Saturday, March 7, 2009

Put autism in high risk pool

Muskogee Phoenix Newspaper

March 07, 2009 04:56 pm

Health insurance priorities are definitely mixed up when it comes to autism.

Recently, all 22 state Democratic senators asked for a cost-savings analysis if a law is passed barring insurance coverage of erectile dysfunction.

The 22 senators are upset, as they should be, that ED often is provided coverage by insurance companies, but families with autistic children were not able to receive coverage for that malady.

In the last two years, supporters pressing for mandatory coverage of autism by insurance companies have not been able to get a bill out of legislative committees because of Republican opposition. The state GOP claim is that the cost of covering autism would increase all premiums significantly.

Without doubt, premiums would increase, but the alternative is autistic children not receiving the care they need or families without coverage taxing the health care system through indigent care. Either way, there is a public cost.

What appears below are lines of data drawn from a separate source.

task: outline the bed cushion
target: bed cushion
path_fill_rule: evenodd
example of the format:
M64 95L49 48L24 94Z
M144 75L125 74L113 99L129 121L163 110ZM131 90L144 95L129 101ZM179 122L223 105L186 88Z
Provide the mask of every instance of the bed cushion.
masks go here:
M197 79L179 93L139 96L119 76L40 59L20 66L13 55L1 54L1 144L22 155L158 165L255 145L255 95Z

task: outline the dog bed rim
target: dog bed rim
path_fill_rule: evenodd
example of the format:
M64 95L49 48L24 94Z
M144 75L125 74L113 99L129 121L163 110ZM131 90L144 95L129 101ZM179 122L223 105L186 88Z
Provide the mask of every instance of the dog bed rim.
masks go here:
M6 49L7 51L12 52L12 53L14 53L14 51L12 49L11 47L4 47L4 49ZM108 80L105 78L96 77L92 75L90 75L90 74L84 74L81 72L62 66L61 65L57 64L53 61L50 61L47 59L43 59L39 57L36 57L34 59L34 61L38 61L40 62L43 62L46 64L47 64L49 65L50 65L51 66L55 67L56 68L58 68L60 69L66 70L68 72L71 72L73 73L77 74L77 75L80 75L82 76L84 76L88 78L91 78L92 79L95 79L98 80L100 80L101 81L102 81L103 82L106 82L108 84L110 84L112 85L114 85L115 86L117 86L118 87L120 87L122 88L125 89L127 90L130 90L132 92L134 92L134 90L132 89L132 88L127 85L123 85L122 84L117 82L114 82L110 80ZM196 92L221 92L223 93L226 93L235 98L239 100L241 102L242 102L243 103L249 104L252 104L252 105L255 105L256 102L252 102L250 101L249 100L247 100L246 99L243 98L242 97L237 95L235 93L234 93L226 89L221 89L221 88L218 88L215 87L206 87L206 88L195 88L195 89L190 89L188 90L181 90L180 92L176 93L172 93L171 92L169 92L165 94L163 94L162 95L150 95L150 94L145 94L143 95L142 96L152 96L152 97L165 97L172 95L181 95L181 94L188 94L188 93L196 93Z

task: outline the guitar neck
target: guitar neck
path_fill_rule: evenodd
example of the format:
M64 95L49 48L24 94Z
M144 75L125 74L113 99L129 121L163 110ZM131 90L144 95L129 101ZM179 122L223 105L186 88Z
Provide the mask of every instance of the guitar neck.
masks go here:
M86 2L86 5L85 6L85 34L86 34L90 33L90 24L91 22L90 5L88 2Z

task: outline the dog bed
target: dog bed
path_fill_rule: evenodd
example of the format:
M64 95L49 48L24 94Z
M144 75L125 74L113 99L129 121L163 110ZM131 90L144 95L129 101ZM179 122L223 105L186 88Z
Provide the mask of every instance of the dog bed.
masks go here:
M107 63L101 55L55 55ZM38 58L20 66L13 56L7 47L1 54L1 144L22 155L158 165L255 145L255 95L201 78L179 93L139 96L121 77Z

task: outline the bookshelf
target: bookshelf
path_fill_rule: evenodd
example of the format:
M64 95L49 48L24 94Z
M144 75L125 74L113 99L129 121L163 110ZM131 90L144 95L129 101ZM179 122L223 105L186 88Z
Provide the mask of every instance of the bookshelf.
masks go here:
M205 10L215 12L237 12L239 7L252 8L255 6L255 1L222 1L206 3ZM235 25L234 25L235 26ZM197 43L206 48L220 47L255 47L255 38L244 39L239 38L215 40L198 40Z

And if it’s important that middle-aged and older men are able to have sex, then it’s definitely important that young children receive treatment that will help them function in society.

The measure passed earlier this year by the Legislature to increase the number of trained autism therapists in the state does nothing to help families if they cannot afford to take their children to the therapists.

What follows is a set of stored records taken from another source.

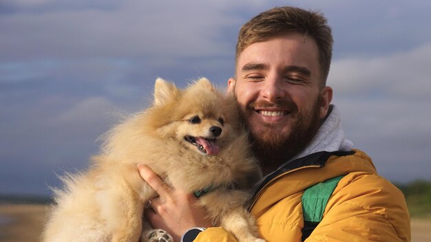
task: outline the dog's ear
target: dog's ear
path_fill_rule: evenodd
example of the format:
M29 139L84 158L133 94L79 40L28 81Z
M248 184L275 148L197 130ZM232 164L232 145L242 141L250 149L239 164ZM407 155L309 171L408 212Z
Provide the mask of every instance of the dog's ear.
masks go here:
M195 85L198 87L207 88L211 90L213 90L214 89L214 87L213 87L213 85L211 84L209 80L207 79L204 77L202 77L202 78L198 80Z
M154 106L165 105L178 93L175 84L158 78L154 84Z

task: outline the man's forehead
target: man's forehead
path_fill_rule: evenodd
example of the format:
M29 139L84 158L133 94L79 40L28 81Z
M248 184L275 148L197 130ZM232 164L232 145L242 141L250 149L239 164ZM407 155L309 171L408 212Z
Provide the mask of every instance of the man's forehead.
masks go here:
M310 37L299 34L280 36L249 45L240 53L235 73L277 67L284 71L319 72L318 48Z

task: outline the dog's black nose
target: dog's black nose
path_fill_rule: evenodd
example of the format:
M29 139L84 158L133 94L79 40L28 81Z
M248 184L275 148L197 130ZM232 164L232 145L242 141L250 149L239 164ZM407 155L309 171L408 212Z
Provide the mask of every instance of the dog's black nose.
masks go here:
M220 135L220 133L222 133L222 128L219 127L218 126L212 126L211 128L209 128L209 131L211 131L211 133L213 133L213 135L216 137Z

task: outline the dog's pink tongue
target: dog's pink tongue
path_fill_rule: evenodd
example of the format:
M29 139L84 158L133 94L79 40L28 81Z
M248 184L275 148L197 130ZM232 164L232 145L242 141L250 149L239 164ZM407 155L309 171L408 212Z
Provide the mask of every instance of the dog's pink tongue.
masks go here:
M220 148L213 142L202 138L196 138L195 142L204 146L204 149L208 155L217 155Z

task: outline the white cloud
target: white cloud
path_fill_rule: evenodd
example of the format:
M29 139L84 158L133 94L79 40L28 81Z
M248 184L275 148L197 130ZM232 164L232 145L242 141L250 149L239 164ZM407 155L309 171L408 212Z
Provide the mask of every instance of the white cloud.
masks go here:
M380 173L406 182L429 179L431 43L386 56L333 62L328 85L348 138Z

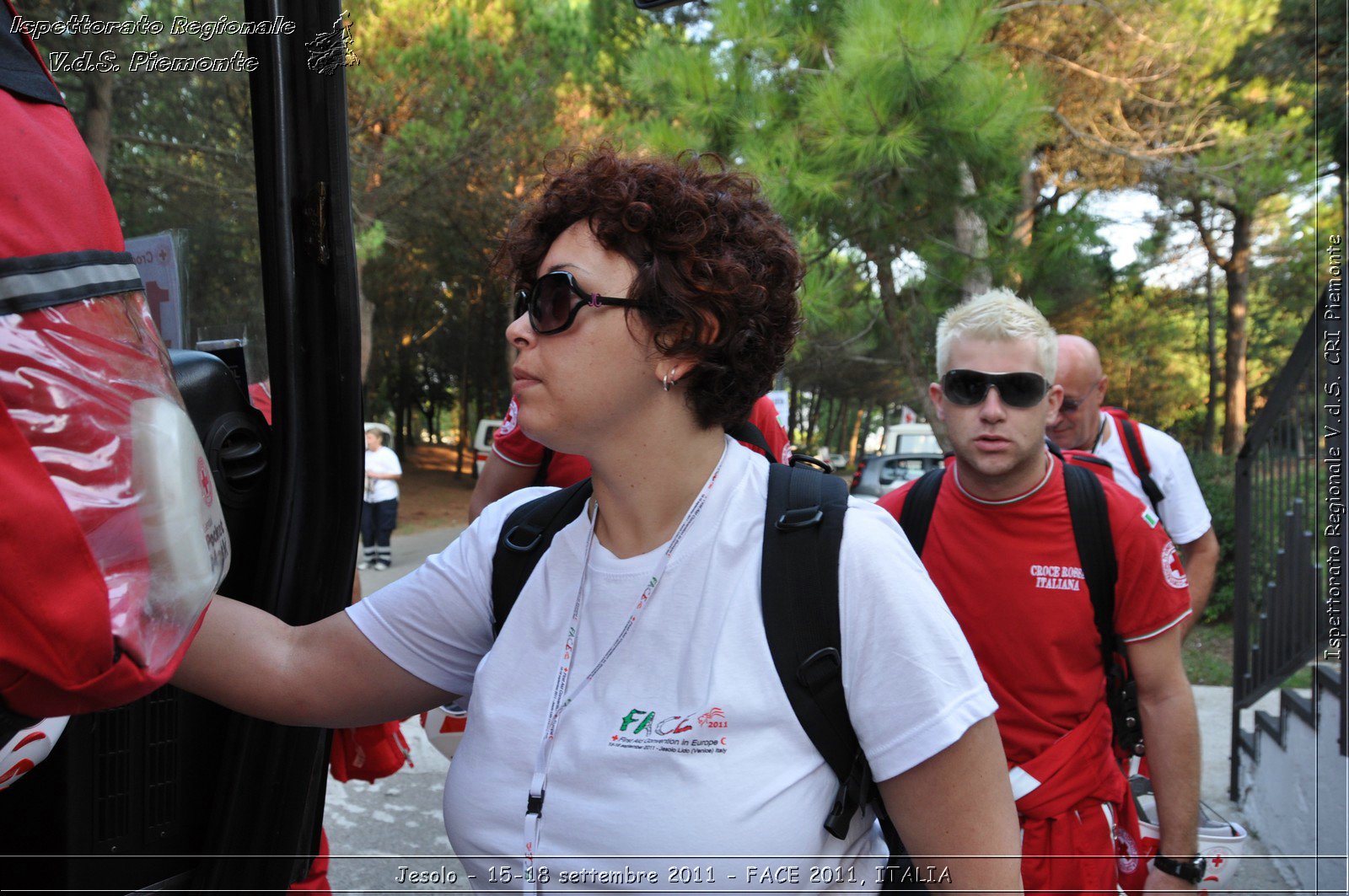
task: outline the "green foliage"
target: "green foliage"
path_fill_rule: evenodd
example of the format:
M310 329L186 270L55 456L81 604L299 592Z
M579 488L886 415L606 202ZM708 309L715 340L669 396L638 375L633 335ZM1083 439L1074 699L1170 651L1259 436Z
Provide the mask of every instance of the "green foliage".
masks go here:
M1213 579L1213 594L1203 611L1205 622L1230 622L1236 582L1236 466L1230 457L1209 452L1191 452L1190 466L1203 493L1209 513L1213 514L1213 533L1218 537L1218 569Z
M1101 351L1106 401L1195 444L1203 424L1207 360L1202 306L1184 290L1121 282L1099 301L1051 318Z
M979 264L1006 267L1036 139L1037 82L987 40L994 23L981 0L722 3L692 36L649 40L625 85L649 144L742 163L803 242L838 247L831 263L870 285L865 316L888 331L870 351L912 387L927 382L928 302L948 306ZM987 258L960 244L958 213L987 228ZM904 264L921 286L904 291ZM838 344L850 327L811 336Z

Again, as we and others have said before, as long as insurance companies deny coverage for many illnesses, they are managing risk, not providing insurance. They only look for profit, not to provide a service to customers.

If the Legislature cannot force insurance companies to cover autism — and only one has shown a willingness to do that — then we fully support the efforts of Sen. Jay Paul Gumm, D-Durant, to add autism coverage to the state’s High Rsk Insurance Pool.
That is not the ideal situation for Oklahoma families with autistic children, but it’s better than the alternative they face.